The Fundamental Problem: Math Requires Doing, Not Watching
The most common mistake students make when studying math is treating it like a humanities subject — reading through examples, watching video solutions, re-reading theory sections. This creates a dangerous illusion: you follow the logic, it all makes sense in the moment, so you assume you know it.
This is what cognitive scientists call the "illusion of knowing." You recognise the solution when you see it, but recognition is not the same as the ability to independently produce a solution. The exam doesn't show you the answer — it asks you to generate it from scratch. And that requires a completely different kind of practice.
Math is a procedural skill. Like learning to drive, to type, or to play an instrument, you only improve by doing it yourself — not by watching others do it.
Core Strategies for Studying Math Effectively
Attempt before looking
Always try a problem yourself — even if you don't know where to start. Write down partial thinking. Struggle is where learning occurs.
Understand the "why"
Don't just memorise steps — understand why each step works. Use the Feynman technique: explain the method as if teaching it to a beginner.
Vary your practice
Don't just repeat the same type of problem. Mix problem types within a session (interleaved practice) — it's harder but builds stronger skills.
Review errors carefully
Every wrong answer is a map to a gap. Don't just check the answer — understand exactly where your logic diverged from the correct approach.
Space your practice
Don't cram all chapter 4 practice in one session. Revisit earlier topics regularly. Spaced repetition is as powerful in math as in any other subject.
Use time pressure
Practice under exam conditions. Set a timer. This builds the test-taking fluency that exam performance actually requires.

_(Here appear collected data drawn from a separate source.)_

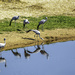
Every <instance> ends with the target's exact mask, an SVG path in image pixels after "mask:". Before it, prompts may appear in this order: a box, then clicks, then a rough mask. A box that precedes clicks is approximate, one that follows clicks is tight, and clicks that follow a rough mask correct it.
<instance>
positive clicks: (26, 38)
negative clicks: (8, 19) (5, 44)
mask: <svg viewBox="0 0 75 75" xmlns="http://www.w3.org/2000/svg"><path fill="white" fill-rule="evenodd" d="M39 31H40V35H41V37H42V38H43V39H44V41H43V40H41V39H40V38H38V40H39V44H41V43H42V42H43V43H44V44H50V43H56V42H63V41H71V40H75V33H74V32H75V29H55V30H44V32H43V31H41V30H39ZM34 34H35V33H33V32H32V31H31V32H29V33H25V31H21V32H15V31H13V32H2V34H0V36H1V38H0V39H1V40H0V42H1V43H3V42H4V41H3V39H4V38H6V46H5V47H4V48H3V49H2V50H10V49H15V48H21V47H27V46H33V45H35V43H38V41H37V37H35V38H34ZM2 50H1V51H2Z"/></svg>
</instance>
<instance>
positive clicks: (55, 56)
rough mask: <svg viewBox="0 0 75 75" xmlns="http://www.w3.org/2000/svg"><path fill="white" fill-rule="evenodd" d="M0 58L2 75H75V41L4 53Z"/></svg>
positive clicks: (12, 51) (43, 45)
mask: <svg viewBox="0 0 75 75" xmlns="http://www.w3.org/2000/svg"><path fill="white" fill-rule="evenodd" d="M0 57H1V58H4V59H5V62H1V63H0V75H75V41H67V42H58V43H53V44H45V45H43V43H42V44H41V45H39V44H35V46H30V47H24V48H17V49H13V50H8V51H2V52H0ZM5 63H6V65H5Z"/></svg>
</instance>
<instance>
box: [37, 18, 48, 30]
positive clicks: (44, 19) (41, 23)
mask: <svg viewBox="0 0 75 75" xmlns="http://www.w3.org/2000/svg"><path fill="white" fill-rule="evenodd" d="M45 18H46V19H43V20H41V21H40V22H39V24H38V26H37V30H38V29H39V26H40V25H41V24H44V23H45V22H46V21H47V17H45Z"/></svg>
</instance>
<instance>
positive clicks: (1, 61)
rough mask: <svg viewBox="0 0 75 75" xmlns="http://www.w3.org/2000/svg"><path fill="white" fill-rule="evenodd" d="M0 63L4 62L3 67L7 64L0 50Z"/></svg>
mask: <svg viewBox="0 0 75 75" xmlns="http://www.w3.org/2000/svg"><path fill="white" fill-rule="evenodd" d="M0 63H5V67H6V66H7V65H6V59H5V58H4V57H2V53H1V51H0Z"/></svg>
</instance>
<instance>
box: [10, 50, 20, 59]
mask: <svg viewBox="0 0 75 75" xmlns="http://www.w3.org/2000/svg"><path fill="white" fill-rule="evenodd" d="M11 51H12V53H13V54H14V55H15V56H17V57H20V58H21V54H20V53H19V52H18V51H17V49H16V51H14V50H11Z"/></svg>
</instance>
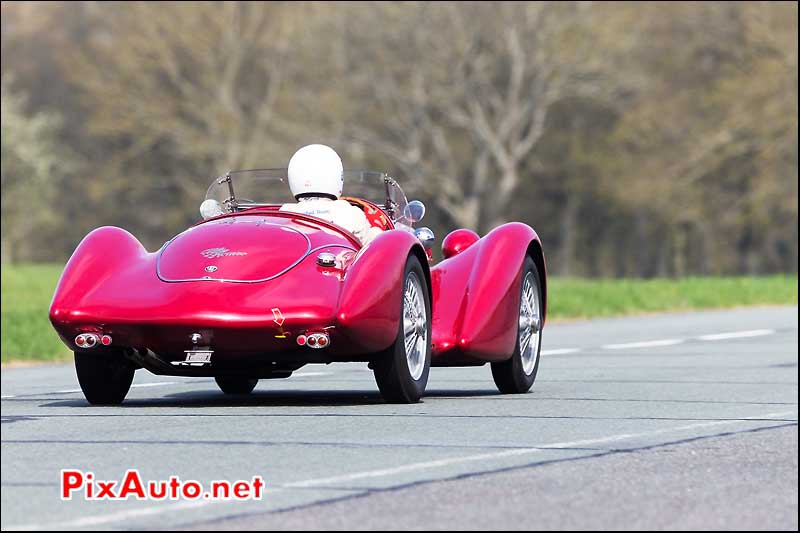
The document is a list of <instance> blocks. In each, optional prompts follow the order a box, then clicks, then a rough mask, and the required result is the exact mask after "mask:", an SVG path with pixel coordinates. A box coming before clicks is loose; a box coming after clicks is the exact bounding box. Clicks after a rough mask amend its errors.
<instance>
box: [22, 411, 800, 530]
mask: <svg viewBox="0 0 800 533" xmlns="http://www.w3.org/2000/svg"><path fill="white" fill-rule="evenodd" d="M789 415H795V416H796V415H797V412H796V411H782V412H778V413H768V414H765V415H757V416H750V417H745V418H741V419H738V420H715V421H712V422H700V423H696V424H688V425H685V426H677V427H671V428H664V429H656V430H653V431H644V432H641V433H623V434H619V435H611V436H608V437H600V438H595V439H585V440H575V441H568V442H555V443H550V444H542V445H540V446H536V447H531V448H519V449H515V450H505V451H502V452H494V453H482V454H476V455H467V456H463V457H453V458H451V459H440V460H437V461H424V462H420V463H411V464H407V465H403V466H398V467H395V468H384V469H380V470H367V471H365V472H355V473H352V474H345V475H341V476H333V477H327V478H319V479H308V480H305V481H297V482H293V483H286V484H284V485H281V486H277V487H269V488H267V489H266V491H268V492H276V491H280V490H281V489H291V488H308V487H318V486H323V485H331V484H334V483H341V482H350V481H355V480H359V479H369V478H378V477H387V476H393V475H397V474H404V473H407V472H418V471H424V470H432V469H436V468H441V467H444V466H451V465H456V464H465V463H472V462H482V461H490V460H495V459H503V458H506V457H518V456H523V455H533V454H537V453H541V452H542V451H545V450H547V449H551V448H578V447H586V446H592V445H597V444H607V443H610V442H618V441H624V440H630V439H636V438H642V437H651V436H655V435H662V434H664V433H673V432H681V431H688V430H693V429H701V428H709V427H714V426H724V425H731V424H737V423H742V422H743V421H746V420H759V421H760V420H761V419H778V418H783V417H786V416H789ZM266 491H265V492H266ZM223 501H225V500H196V501H187V502H181V503H177V504H171V505H159V506H152V507H142V508H139V509H130V510H128V511H121V512H118V513H111V514H107V515H101V516H91V517H86V518H80V519H77V520H71V521H62V522H57V523H50V524H24V525H20V526H11V527H8V528H7V529H9V530H12V529H14V530H42V531H51V530H53V529H56V528H58V529H74V528H78V527H89V526H99V525H104V524H110V523H113V522H120V521H123V520H130V519H137V518H142V517H145V516H152V515H159V514H164V513H171V512H175V511H181V510H183V509H190V508H196V507H201V506H204V505H208V504H212V503H220V502H223Z"/></svg>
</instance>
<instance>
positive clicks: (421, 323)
mask: <svg viewBox="0 0 800 533" xmlns="http://www.w3.org/2000/svg"><path fill="white" fill-rule="evenodd" d="M403 337H404V341H405V348H406V360H407V363H408V371H409V373H410V374H411V377H412V378H413V379H414V380H415V381H416V380H418V379H419V378H420V377H421V376H422V372H423V370H424V369H425V356H426V355H427V348H428V313H427V311H426V309H425V300H424V296H423V293H422V284H421V283H420V280H419V278H418V277H417V275H416V274H415V273H414V272H411V273H409V275H408V278H406V284H405V288H404V291H403Z"/></svg>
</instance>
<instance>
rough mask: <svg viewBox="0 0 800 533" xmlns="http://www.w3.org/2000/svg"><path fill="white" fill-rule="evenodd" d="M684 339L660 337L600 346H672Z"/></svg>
mask: <svg viewBox="0 0 800 533" xmlns="http://www.w3.org/2000/svg"><path fill="white" fill-rule="evenodd" d="M682 342H684V339H660V340H657V341H643V342H627V343H624V344H605V345H603V346H601V348H603V349H604V350H628V349H631V348H656V347H658V346H674V345H676V344H681V343H682Z"/></svg>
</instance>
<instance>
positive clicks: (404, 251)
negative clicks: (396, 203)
mask: <svg viewBox="0 0 800 533" xmlns="http://www.w3.org/2000/svg"><path fill="white" fill-rule="evenodd" d="M410 253H416V254H417V255H418V256H420V257H425V252H424V250H423V249H422V246H421V245H420V243H419V241H418V240H417V238H416V237H414V235H412V234H411V233H409V232H407V231H402V230H390V231H386V232H383V233H381V234H380V235H378V236H377V237H376V238H375V239H374V240H373V241H372V242H370V243H369V244H368V245H367V246H365V247H364V248H362V249H361V250H360V251H359V253H358V254H357V255H356V257H355V260H354V261H353V263H352V265H350V267H349V268H348V269H347V272H346V274H345V277H344V286H343V287H342V292H341V296H340V297H339V306H338V315H337V326H341V329H342V332H343V333H344V334H345V335H347V336H348V337H350V338H351V340H352V342H353V343H355V344H357V345H359V346H362V347H364V348H366V349H367V350H370V351H380V350H383V349H385V348H388V347H389V345H391V344H392V343H393V342H394V340H395V338H396V337H397V331H398V329H399V327H400V313H401V311H400V302H401V298H402V291H403V272H404V270H405V265H406V259H407V258H408V255H409V254H410ZM420 262H421V263H422V265H423V269H424V268H426V265H427V261H426V260H422V259H421V260H420Z"/></svg>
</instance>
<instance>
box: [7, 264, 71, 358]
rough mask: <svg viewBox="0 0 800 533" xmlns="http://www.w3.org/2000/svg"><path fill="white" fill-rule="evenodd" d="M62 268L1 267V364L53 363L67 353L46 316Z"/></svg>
mask: <svg viewBox="0 0 800 533" xmlns="http://www.w3.org/2000/svg"><path fill="white" fill-rule="evenodd" d="M63 268H64V267H63V266H62V265H19V266H17V265H14V266H11V265H3V266H2V270H1V271H0V277H2V291H1V292H2V294H1V295H0V296H2V302H0V326H1V327H2V331H1V332H0V355H1V356H2V362H3V363H8V362H9V361H17V360H27V361H53V360H60V359H66V358H67V357H69V356H70V355H71V352H70V351H69V350H68V349H67V347H66V346H64V343H62V342H61V340H60V339H59V338H58V335H56V332H55V330H54V329H53V326H51V325H50V319H49V318H48V316H47V312H48V309H49V308H50V300H51V299H52V298H53V291H55V288H56V283H58V278H59V276H61V270H62V269H63Z"/></svg>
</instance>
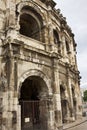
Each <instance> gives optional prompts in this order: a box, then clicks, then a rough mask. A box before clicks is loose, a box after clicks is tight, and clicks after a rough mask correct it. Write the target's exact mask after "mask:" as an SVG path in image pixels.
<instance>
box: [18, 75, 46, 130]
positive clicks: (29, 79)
mask: <svg viewBox="0 0 87 130" xmlns="http://www.w3.org/2000/svg"><path fill="white" fill-rule="evenodd" d="M47 93H48V89H47V86H46V83H45V82H44V80H43V79H42V78H40V77H38V76H30V77H29V78H27V79H26V80H25V81H24V82H23V83H22V86H21V90H20V99H19V102H20V105H21V130H37V129H38V130H44V129H47V101H46V96H47Z"/></svg>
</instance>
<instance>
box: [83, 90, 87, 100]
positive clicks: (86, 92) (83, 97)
mask: <svg viewBox="0 0 87 130" xmlns="http://www.w3.org/2000/svg"><path fill="white" fill-rule="evenodd" d="M83 100H84V101H87V90H86V91H84V97H83Z"/></svg>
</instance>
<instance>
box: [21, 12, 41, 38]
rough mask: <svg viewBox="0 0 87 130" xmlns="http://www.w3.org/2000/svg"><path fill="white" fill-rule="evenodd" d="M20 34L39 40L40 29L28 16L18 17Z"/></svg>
mask: <svg viewBox="0 0 87 130" xmlns="http://www.w3.org/2000/svg"><path fill="white" fill-rule="evenodd" d="M20 34H22V35H25V36H28V37H31V38H33V39H36V40H40V29H39V25H38V23H37V21H36V20H35V18H34V17H32V16H31V15H29V14H23V15H21V17H20Z"/></svg>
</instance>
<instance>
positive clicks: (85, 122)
mask: <svg viewBox="0 0 87 130" xmlns="http://www.w3.org/2000/svg"><path fill="white" fill-rule="evenodd" d="M68 130H87V121H86V122H84V123H82V124H79V125H77V126H74V127H72V128H69V129H68Z"/></svg>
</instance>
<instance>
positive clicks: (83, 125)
mask: <svg viewBox="0 0 87 130" xmlns="http://www.w3.org/2000/svg"><path fill="white" fill-rule="evenodd" d="M80 127H81V128H80ZM63 130H87V117H83V118H82V119H80V120H77V121H75V122H73V123H70V124H64V126H63Z"/></svg>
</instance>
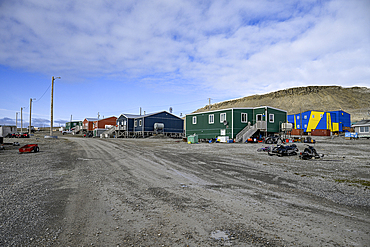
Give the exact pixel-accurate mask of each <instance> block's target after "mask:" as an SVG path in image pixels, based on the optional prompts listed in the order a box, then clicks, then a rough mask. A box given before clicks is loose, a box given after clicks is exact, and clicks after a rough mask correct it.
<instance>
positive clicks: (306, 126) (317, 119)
mask: <svg viewBox="0 0 370 247" xmlns="http://www.w3.org/2000/svg"><path fill="white" fill-rule="evenodd" d="M288 122H289V123H292V124H293V128H294V129H303V131H304V132H307V133H310V132H311V130H313V129H321V130H324V129H329V130H330V131H332V132H343V131H344V130H345V128H346V127H348V128H349V127H351V115H350V114H349V113H347V112H344V111H342V110H340V111H328V112H324V111H306V112H302V113H298V114H293V115H288Z"/></svg>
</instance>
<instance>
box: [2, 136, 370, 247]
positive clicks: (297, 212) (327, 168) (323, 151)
mask: <svg viewBox="0 0 370 247" xmlns="http://www.w3.org/2000/svg"><path fill="white" fill-rule="evenodd" d="M43 135H44V134H37V135H35V136H33V137H31V138H30V139H4V142H14V141H18V142H20V144H21V145H23V144H27V143H38V144H39V146H40V152H39V153H24V154H19V152H18V148H19V147H13V146H9V145H6V146H5V148H6V150H2V151H0V187H1V197H0V208H1V212H0V246H88V245H89V246H370V244H369V243H370V160H369V157H370V141H369V140H350V141H348V140H344V139H342V138H336V139H330V138H317V142H318V143H317V144H315V147H316V149H317V151H318V152H319V153H324V154H325V157H324V159H322V160H308V161H303V160H300V159H299V158H298V157H280V158H279V157H271V156H268V155H267V154H266V153H259V152H256V150H257V149H258V148H259V147H263V146H265V145H264V144H208V143H202V144H192V145H189V144H187V143H185V142H182V141H179V140H172V139H92V138H79V137H72V136H69V137H59V138H58V139H44V138H43ZM298 147H299V149H300V150H303V148H304V144H298Z"/></svg>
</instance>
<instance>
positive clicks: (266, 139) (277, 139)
mask: <svg viewBox="0 0 370 247" xmlns="http://www.w3.org/2000/svg"><path fill="white" fill-rule="evenodd" d="M265 143H266V144H279V143H280V144H281V143H284V139H283V138H281V137H280V136H269V137H266V139H265Z"/></svg>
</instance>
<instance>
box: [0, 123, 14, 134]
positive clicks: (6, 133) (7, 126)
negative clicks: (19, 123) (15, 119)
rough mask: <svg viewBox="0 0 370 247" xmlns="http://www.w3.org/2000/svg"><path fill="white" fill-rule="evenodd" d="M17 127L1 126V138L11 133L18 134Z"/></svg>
mask: <svg viewBox="0 0 370 247" xmlns="http://www.w3.org/2000/svg"><path fill="white" fill-rule="evenodd" d="M16 132H17V126H15V125H14V126H13V125H1V126H0V137H6V136H7V135H8V134H10V133H16Z"/></svg>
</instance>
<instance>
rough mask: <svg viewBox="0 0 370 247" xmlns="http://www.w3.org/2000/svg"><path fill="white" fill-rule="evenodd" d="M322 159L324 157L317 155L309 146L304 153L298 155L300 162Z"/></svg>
mask: <svg viewBox="0 0 370 247" xmlns="http://www.w3.org/2000/svg"><path fill="white" fill-rule="evenodd" d="M322 157H324V155H323V154H321V155H320V154H318V153H317V152H316V149H315V148H314V147H312V146H310V145H307V147H306V148H305V149H304V151H303V152H301V153H300V154H299V158H300V159H302V160H310V159H320V158H322Z"/></svg>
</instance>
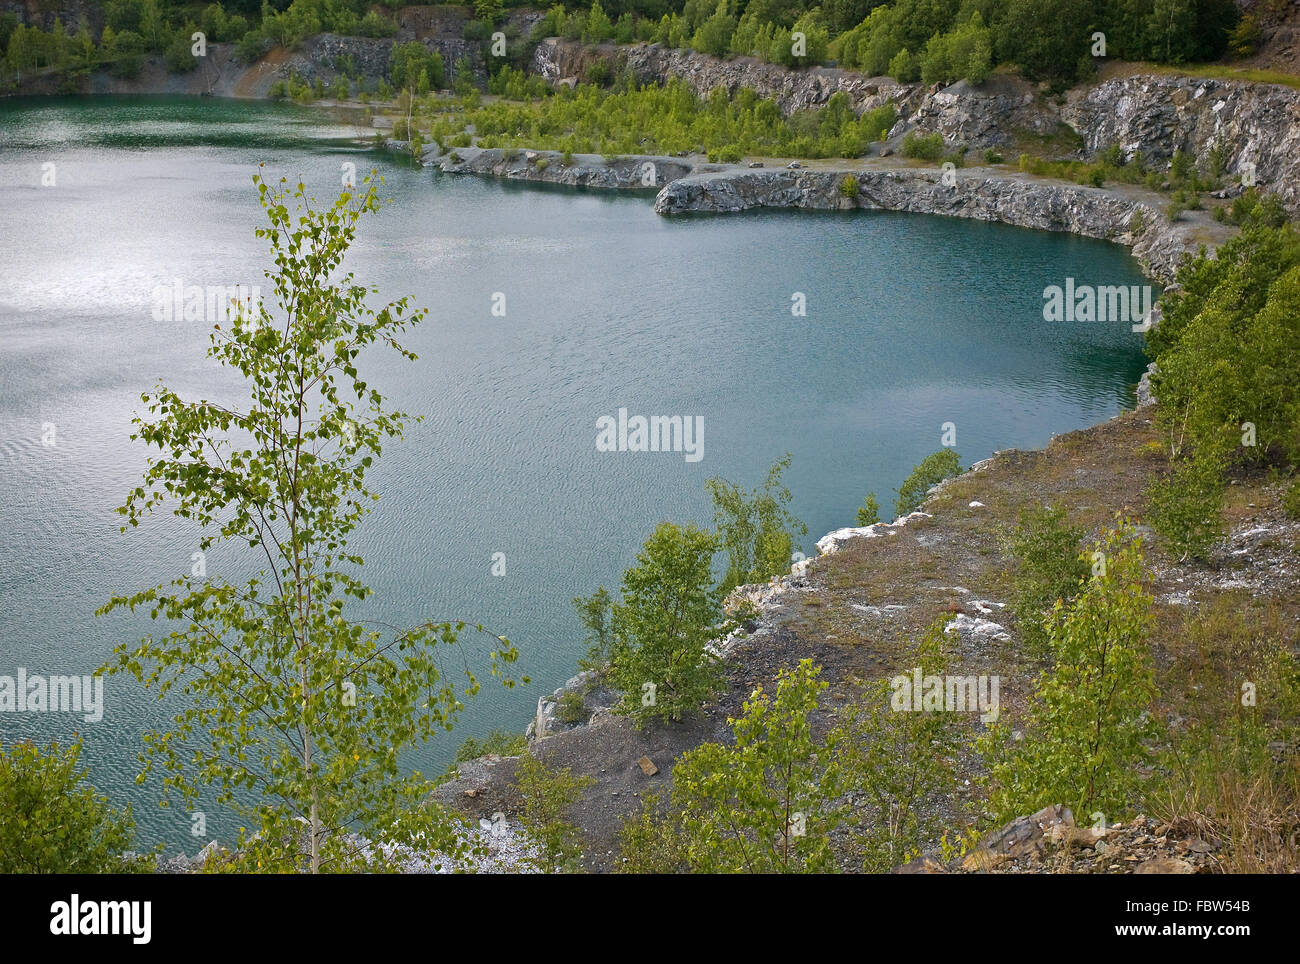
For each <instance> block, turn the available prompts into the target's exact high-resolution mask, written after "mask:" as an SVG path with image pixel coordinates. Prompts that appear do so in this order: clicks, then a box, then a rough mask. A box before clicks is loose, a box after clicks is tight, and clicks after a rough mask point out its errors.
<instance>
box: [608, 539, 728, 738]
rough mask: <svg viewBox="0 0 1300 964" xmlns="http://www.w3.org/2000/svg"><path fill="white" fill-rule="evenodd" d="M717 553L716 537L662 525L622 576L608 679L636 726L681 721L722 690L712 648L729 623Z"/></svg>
mask: <svg viewBox="0 0 1300 964" xmlns="http://www.w3.org/2000/svg"><path fill="white" fill-rule="evenodd" d="M716 548H718V540H716V538H715V537H714V535H712V534H710V533H706V531H702V530H699V529H697V527H695V526H685V527H681V526H677V525H673V524H672V522H662V524H659V526H658V527H656V529H655V530H654V533H653V534H651V535H650V538H649V539H647V540H646V544H645V547H643V548H642V550H641V552H640V553H638V555H637V565H634V566H632V568H630V569H628V570H627V572H625V573H624V574H623V592H621V595H623V600H621V602H620V603H619V604H617V605H615V607H612V616H611V618H612V625H614V644H612V647H611V651H612V652H611V657H610V678H611V682H612V683H614V685H615V687H616V689H617V690H619V691H620V692H621V694H623V699H621V702H620V708H621V709H623V711H624V712H625V713H628V715H629V716H632V717H633V718H634V720H636V721H637V722H638V724H641V722H645V721H646V720H651V718H673V720H680V718H681V717H682V715H685V713H688V712H695V711H698V709H699V704H701V703H703V702H705V700H706V699H708V698H710V696H711V695H712V694H714V692H715V691H716V689H718V685H719V681H720V670H719V669H718V666H716V665H715V663H714V659H712V657H711V656H710V655H708V652H707V648H706V647H707V646H708V643H710V642H711V641H712V639H714V638H715V637H716V635H718V633H719V630H718V626H719V624H720V622H722V621H723V618H722V617H723V613H722V594H720V592H719V591H718V589H715V587H714V576H712V557H714V552H715V551H716Z"/></svg>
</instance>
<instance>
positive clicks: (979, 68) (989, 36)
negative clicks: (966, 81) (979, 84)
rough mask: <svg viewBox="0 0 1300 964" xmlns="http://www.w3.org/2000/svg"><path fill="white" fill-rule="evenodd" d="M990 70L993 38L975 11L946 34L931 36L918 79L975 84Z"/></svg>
mask: <svg viewBox="0 0 1300 964" xmlns="http://www.w3.org/2000/svg"><path fill="white" fill-rule="evenodd" d="M992 70H993V36H992V32H991V31H989V30H988V27H985V26H984V18H983V17H982V16H980V13H979V10H975V13H972V14H971V18H970V19H969V21H967V22H965V23H962V25H961V26H958V27H957V29H956V30H953V31H952V32H948V34H935V35H933V36H932V38H931V39H930V43H927V44H926V52H924V55H923V56H922V58H920V79H922V81H924V82H926V83H945V84H946V83H953V82H954V81H961V79H965V81H969V82H970V83H974V84H979V83H984V81H987V79H988V75H989V73H992Z"/></svg>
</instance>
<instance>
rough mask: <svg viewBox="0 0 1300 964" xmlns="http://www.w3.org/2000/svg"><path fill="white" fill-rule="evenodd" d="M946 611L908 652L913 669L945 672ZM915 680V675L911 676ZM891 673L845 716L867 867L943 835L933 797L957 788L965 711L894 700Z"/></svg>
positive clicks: (946, 662)
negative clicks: (858, 802) (963, 711)
mask: <svg viewBox="0 0 1300 964" xmlns="http://www.w3.org/2000/svg"><path fill="white" fill-rule="evenodd" d="M946 622H948V617H940V618H939V620H936V621H935V622H933V624H931V625H930V626H928V628H927V629H926V633H924V634H923V635H922V638H920V639H918V641H917V643H915V644H914V647H913V648H911V651H910V652H909V653H906V656H905V661H904V665H905V666H906V668H907V670H909V672H910V670H911V668H914V666H919V668H920V670H922V676H923V677H924V676H943V674H945V673H946V672H948V663H949V650H950V637H949V635H948V633H946V631H945V625H946ZM909 682H910V681H909ZM893 696H894V686H893V683H892V681H889V679H878V681H875V682H874V683H871V685H868V686H867V687H866V690H865V692H863V694H862V696H861V698H859V699H858V700H855V702H853V703H850V704H849V705H848V707H845V709H844V711H841V715H840V731H841V734H842V737H841V738H840V741H841V744H842V755H841V765H842V768H844V770H845V772H846V773H848V774H849V780H850V783H852V786H853V787H854V791H855V793H854V796H855V798H857V799H858V800H859V803H858V809H857V812H855V815H854V817H855V818H854V824H855V825H857V826H862V828H868V829H867V830H865V831H862V833H859V834H857V835H855V848H857V852H858V859H859V860H861V861H862V867H863V869H865V870H866V872H868V873H888V872H889V869H891V868H893V867H897V865H898V864H904V863H906V861H909V860H911V859H914V857H917V856H919V854H920V847H922V844H923V843H924V841H927V839H933V838H936V837H937V835H939V830H940V817H939V816H937V815H936V809H937V808H936V807H935V802H936V800H937V799H940V798H941V796H944V795H948V794H950V793H952V790H953V786H954V785H956V764H957V759H958V754H959V748H961V717H959V716H958V715H957V713H950V712H945V711H943V709H939V711H930V709H919V708H914V707H913V708H900V707H896V705H894V700H893Z"/></svg>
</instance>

How to Use Worked Examples Correctly
Worked examples are valuable — but only when used correctly. Most students read through a worked example and think they understand it. The problem is that a worked example shows you the solution, so it bypasses the very cognitive struggle that produces learning.
Here's how to use worked examples productively:
- Attempt the problem first — even if you only get partway. Write down your thinking.
- Read the worked example — now compare their approach to yours step by step.
- Identify the divergence point — exactly where did your reasoning differ? What principle or technique were you missing?
- Close the book and redo it — immediately repeat the problem from scratch, this time without looking. This is when the learning actually sticks.
Build an unlimited practice bank with AI
One of the most practical ways to study math is to have an unlimited supply of practice problems. Revaldo AI's quiz generator can create practice questions on any math topic — algebra, calculus, statistics, geometry — so you never run out of new problems to test yourself with. Each session is different, building genuine fluency rather than pattern-matching to a fixed question set.
The Week Before a Math Exam: What to Do
The final week before a math exam is not the time to learn new material — it's the time to close gaps and build fluency. Here's how to structure it:
- Day 7–5: Complete a full audit of all topic areas. For each topic, work two or three problems without notes. Mark any where you struggled.
- Day 4–3: Focus exclusively on weak areas. Work more problems, review errors, re-practice until you can solve each type consistently.
- Day 2: Mixed practice — problems from all chapters in random order. This is what the exam looks like. Build the pattern-recognition that lets you quickly categorise a problem type.
- Day 1: Light review only. Revisit formulas and key methods briefly. No new material. Sleep is more valuable than cramming at this stage.